Nun steht Karadzic in Den Haag vor Gericht - wegen Völkermordes, Kriegsverbrechen und Verbrechen gegen die Menschlichkeit. Unter anderem wirft man ihm vor, die bosnisch-serbische Soldateska 1995 zu ihrem Massaker an fast 8000 Jungen und Männern der bosnischen Muslime in der Uno-Schutzzone Srebrenica angestachelt zu haben; dem schlimmsten Verbrechen in Europa seit dem Holocaust. Und man lastet ihm auch die Verantwortung für die 44 Monate währende Belagerung Sarajevos zwischen 1992 und 1995 an, der rund 10 000 Menschen zum Opfer fielen.

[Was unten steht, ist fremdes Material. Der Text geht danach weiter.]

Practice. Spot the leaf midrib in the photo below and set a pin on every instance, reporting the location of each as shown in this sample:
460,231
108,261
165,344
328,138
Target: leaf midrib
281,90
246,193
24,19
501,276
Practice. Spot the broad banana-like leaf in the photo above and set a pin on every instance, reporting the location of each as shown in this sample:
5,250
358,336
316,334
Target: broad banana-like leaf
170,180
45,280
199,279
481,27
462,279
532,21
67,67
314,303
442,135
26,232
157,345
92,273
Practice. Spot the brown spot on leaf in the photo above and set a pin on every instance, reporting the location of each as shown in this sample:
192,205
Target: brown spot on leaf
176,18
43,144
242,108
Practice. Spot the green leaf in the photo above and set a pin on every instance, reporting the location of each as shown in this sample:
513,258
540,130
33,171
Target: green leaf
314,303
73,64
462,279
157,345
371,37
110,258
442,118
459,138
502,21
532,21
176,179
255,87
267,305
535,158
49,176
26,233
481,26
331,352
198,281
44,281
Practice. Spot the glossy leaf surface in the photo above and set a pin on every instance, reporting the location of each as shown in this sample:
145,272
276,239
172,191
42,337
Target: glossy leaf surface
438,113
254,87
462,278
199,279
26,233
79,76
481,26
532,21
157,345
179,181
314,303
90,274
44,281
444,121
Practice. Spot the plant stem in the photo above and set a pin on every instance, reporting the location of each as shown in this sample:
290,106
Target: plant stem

Den Prozessauftakt vor dem Uno-Strafgericht für das ehemalige Jugoslawien boykottierte Karadzic und ließ kühl erklären, er habe nicht genügend Zeit für die Vorbereitung der Verteidigung gehabt. Doch Zeit hatte er seit Juli 2008 gehabt, als er gefasst wurde - nach nahezu 13-jähriger Flucht. Warum es ihm gelungen war, so lange unbehelligt zu bleiben, trotz fünf Millionen Dollar Kopfgeld, warum ihn die Jagdkommandos der Nato über viele Jahre nicht fassen konnten, bleibt ein Rätsel. Immer wieder kursieren Gerüchte, der amerikanische Unterhändler und ehemalige US-Botschafter in Deutschland, Richard Holbrooke, habe Karadzic im Juli 1996 nur mit einer massiven Gegenleistung zum Rücktritt als Präsident der bosnischen Serben überreden können: Verzicht auf Verfolgung. Doch das ist unbewiesen. Man darf annehmen, dass seine Verhaftung auch deshalb möglich wurde, weil in Belgrad inzwischen eine prowestliche Regierung am Ruder war und die EU-Außenminister eine Annäherung Serbiens an die Europäische Union auch von dieser Frage abhängig gemacht hatten.

Karadzic hatte derweil unter dem Namen Dr. Dragan Dabic eine Praxis in Belgrad betrieben. Der Name stammte von einem Bauern, an dessen Papiere er irgendwie gelangt war. Karadzic hatte sich einen ellenlangen Bart wachsen lassen, die mittlerweile schlohweißen Haupthaare nach Art antiker chinesischer Krieger auf den Kopf geknotet und sich eine enorme Brille aufgesetzt. Als Wunderheiler leitete er nun Energieströme segensreich im Körper der Patienten um.

Der Lebensweg des Dr. Radovan Karadzic zeichnet einen grotesken Kreisverlauf: vom fürsorglichen Psychiater und hoch sensiblen Poeten, der Kinderbücher und fünf Gedichtbände schrieb, zum glühenden serbischen Nationalisten, Kriegsherrn und Anstifter von Massenmord - und zurück zum Heiler und Verfasser von Volksliedern.

"Es ist unmöglich, ihn zu verstehen", zitierte die "Zeit" den Psychiater Ismet Ceric, einen ehemaligen Weggefährten Karadzics. "Er geht in die Politik, und in nur ein paar Monaten ist alles anders. Er bombardiert die Stadt, zerstört unsere Klinik und tötet seine Freunde, mit denen er 20 Jahre lang zusammengelebt hat." Ceric erinnerte sich daran, dass Karadzic einmal verlangte, alle Serben zu erschießen, die sich weigerten, Bosnier zu töten. "Ich fragte mich: Wer ist das? Ich habe ihn als einen Weichling gekannt, den seine Frau vor unseren Augen mit ihrem Stöckelschuh geschlagen hat. Und plötzlich zeigt sich die Bestie in ihm."

Heute soll der Prozess in Den Haag fortgesetzt werden; notfalls auch ohne den Angeklagten.